[Freeipa-devel] Continuous Integration & dependency tree testing

Martin Kosek mkosek at redhat.com
Wed Sep 24 06:47:57 UTC 2014


On 09/23/2014 08:39 PM, Petr Spacek wrote:
> Hello,
> 
> The recent problem with Tomcat forced me to think how we can detect that some other package broke IPA before it hit users.
> 
> After all, it seems pretty easy.
> 
> 0) Get a VM for testing purposes (preferably with minimal set of IPA dependencies). The VM has to be reverted to snapshot after every run. (This is pretty simple with RHEV-M/libvirt.)
> 
> 1) Detect all changes in the minimal set of packages installed on the test VM.
> 
> It is easy because we can simply hash output of YUM/DNF "upgrade" command:
> 
> # echo "n" | dnf upgrade | md5sum > changeset.id
> 
> changeset.id will change every time when a package which is present on test system changes but stays the same if there were no updates from last run. (There could be false positives but it doesn't matter - the test will be simply run twice.)
> 
> 2) if (changeset.id != previous_changeset.id)
> run_tests()
> 
> 3) This machinery could be triggered by cron or even by a message on fedmsg about a new package pushed to updates-testing...
> 
> Tests could use released versions of IPA (present in fedora-updates) to get better signal/noise ratio.
> 
> Okay, it is time to stop dreaming and go to bed. Good night from Europe :-)

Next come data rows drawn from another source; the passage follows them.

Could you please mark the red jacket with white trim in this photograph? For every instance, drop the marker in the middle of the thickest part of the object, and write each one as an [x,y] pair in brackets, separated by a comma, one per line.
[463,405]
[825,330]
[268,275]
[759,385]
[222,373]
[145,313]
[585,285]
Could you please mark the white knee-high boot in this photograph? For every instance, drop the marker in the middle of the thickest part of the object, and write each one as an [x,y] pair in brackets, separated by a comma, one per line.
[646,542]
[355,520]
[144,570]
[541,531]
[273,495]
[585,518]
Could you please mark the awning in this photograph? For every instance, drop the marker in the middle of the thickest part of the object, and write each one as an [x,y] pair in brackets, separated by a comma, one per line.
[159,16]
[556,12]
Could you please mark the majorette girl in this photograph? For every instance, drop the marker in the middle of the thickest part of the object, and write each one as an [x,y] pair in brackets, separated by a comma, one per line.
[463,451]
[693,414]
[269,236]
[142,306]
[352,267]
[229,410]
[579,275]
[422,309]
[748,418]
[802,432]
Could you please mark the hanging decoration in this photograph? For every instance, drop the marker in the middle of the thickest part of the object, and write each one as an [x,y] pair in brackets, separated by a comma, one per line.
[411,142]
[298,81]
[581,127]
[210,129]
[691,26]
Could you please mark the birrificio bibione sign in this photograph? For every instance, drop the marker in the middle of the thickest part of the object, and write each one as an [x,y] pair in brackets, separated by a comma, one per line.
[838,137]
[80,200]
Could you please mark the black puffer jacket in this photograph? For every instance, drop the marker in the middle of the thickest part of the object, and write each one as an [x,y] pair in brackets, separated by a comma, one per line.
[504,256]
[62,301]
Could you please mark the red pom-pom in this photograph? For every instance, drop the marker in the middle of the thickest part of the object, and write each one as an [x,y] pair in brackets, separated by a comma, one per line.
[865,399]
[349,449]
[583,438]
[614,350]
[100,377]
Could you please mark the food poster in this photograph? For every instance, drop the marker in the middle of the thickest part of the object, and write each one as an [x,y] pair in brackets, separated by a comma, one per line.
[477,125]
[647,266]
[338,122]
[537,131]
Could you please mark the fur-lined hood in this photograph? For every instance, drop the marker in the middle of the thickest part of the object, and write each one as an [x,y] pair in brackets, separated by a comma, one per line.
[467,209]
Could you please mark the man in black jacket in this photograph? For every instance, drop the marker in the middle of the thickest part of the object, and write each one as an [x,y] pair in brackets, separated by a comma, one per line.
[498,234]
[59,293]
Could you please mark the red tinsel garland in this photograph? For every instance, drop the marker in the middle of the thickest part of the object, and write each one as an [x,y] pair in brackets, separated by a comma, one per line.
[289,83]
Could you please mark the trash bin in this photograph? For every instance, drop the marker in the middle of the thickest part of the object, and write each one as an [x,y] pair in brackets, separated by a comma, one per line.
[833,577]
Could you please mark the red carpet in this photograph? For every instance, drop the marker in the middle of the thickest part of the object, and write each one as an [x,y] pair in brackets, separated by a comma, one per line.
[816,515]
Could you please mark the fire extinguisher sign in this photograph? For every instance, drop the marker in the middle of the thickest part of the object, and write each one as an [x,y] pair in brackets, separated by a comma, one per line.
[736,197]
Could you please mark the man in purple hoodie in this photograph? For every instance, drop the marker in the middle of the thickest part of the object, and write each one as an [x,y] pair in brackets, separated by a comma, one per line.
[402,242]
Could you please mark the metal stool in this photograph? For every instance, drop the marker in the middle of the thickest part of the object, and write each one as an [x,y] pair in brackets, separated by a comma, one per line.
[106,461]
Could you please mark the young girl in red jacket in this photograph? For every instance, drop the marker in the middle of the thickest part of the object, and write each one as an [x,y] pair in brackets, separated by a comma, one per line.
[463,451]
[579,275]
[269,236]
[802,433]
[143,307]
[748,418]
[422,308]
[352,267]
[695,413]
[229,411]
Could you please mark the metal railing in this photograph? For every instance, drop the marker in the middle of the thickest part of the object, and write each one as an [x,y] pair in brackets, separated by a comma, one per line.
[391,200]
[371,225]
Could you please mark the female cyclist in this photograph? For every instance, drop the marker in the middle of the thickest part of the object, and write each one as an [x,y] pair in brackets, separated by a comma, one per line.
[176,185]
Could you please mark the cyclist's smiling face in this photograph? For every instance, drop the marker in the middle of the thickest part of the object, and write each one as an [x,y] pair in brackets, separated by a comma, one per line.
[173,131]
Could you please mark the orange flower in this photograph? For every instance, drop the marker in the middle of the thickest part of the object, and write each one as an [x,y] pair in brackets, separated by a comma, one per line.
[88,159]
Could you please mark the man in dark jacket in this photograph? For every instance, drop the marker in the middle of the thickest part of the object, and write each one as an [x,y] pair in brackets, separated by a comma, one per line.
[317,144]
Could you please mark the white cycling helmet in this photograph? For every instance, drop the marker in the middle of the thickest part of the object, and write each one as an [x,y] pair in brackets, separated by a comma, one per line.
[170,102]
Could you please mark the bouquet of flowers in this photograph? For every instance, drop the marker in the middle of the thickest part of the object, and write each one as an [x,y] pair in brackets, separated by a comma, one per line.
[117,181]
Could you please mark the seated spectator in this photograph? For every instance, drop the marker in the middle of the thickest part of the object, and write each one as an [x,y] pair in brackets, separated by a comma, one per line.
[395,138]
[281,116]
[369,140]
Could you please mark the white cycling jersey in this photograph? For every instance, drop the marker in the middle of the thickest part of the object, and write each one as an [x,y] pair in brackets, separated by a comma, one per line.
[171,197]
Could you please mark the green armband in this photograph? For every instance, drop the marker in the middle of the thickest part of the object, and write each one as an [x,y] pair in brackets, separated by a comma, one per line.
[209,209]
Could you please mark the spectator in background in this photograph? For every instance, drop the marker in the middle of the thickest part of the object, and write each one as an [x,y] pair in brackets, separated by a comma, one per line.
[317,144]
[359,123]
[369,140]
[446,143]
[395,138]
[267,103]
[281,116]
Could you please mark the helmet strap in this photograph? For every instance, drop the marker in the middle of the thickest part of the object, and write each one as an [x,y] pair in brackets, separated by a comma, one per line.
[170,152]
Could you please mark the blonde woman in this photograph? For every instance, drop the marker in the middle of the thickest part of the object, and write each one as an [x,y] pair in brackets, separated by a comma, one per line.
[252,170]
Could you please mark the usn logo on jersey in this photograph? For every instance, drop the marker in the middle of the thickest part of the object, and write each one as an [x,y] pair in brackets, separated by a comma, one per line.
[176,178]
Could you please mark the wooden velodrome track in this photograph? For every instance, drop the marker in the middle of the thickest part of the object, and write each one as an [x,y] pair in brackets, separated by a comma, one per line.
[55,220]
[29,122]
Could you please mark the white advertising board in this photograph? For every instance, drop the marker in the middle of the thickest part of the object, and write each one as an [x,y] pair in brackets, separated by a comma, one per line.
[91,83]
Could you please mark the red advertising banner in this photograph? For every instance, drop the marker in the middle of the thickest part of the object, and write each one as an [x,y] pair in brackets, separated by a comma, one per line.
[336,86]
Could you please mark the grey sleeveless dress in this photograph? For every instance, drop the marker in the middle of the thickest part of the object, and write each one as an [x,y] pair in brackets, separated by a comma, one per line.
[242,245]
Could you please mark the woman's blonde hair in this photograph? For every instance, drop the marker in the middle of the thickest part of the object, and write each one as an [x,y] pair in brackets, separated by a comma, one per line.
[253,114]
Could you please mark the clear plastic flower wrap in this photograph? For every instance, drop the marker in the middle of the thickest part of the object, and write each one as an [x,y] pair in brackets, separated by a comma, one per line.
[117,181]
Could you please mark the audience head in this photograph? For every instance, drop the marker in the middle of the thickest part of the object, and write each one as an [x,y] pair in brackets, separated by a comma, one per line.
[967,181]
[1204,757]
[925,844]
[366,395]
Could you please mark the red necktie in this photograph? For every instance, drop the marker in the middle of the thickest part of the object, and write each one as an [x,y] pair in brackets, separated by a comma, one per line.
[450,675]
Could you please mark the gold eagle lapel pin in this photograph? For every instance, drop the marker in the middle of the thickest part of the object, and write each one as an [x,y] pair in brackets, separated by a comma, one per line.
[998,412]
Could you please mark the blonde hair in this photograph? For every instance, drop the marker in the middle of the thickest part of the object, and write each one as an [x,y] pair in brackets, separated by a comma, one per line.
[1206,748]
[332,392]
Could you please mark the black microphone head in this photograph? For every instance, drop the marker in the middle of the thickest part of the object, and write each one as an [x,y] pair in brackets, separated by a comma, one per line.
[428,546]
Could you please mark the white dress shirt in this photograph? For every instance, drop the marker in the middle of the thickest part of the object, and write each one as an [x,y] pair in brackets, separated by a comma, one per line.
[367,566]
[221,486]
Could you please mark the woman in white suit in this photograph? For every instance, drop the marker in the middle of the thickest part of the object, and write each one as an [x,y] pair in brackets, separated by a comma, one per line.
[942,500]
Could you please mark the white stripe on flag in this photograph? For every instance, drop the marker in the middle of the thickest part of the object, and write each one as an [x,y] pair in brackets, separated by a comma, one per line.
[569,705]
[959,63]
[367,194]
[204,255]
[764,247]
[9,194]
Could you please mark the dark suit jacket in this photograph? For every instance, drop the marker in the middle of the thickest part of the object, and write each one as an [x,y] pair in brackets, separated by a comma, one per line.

The current answer to this is current FreeIPA Jenkins CI instance. It is run on
top of updates-testing, so as soon as some breaking package gets in
updates-testing, the job should break.

There is a good question though how the test should be triggered when our
dependency changes and the code does not (especially in stable branches). This
may be the part where the mechanism you propose would come in play.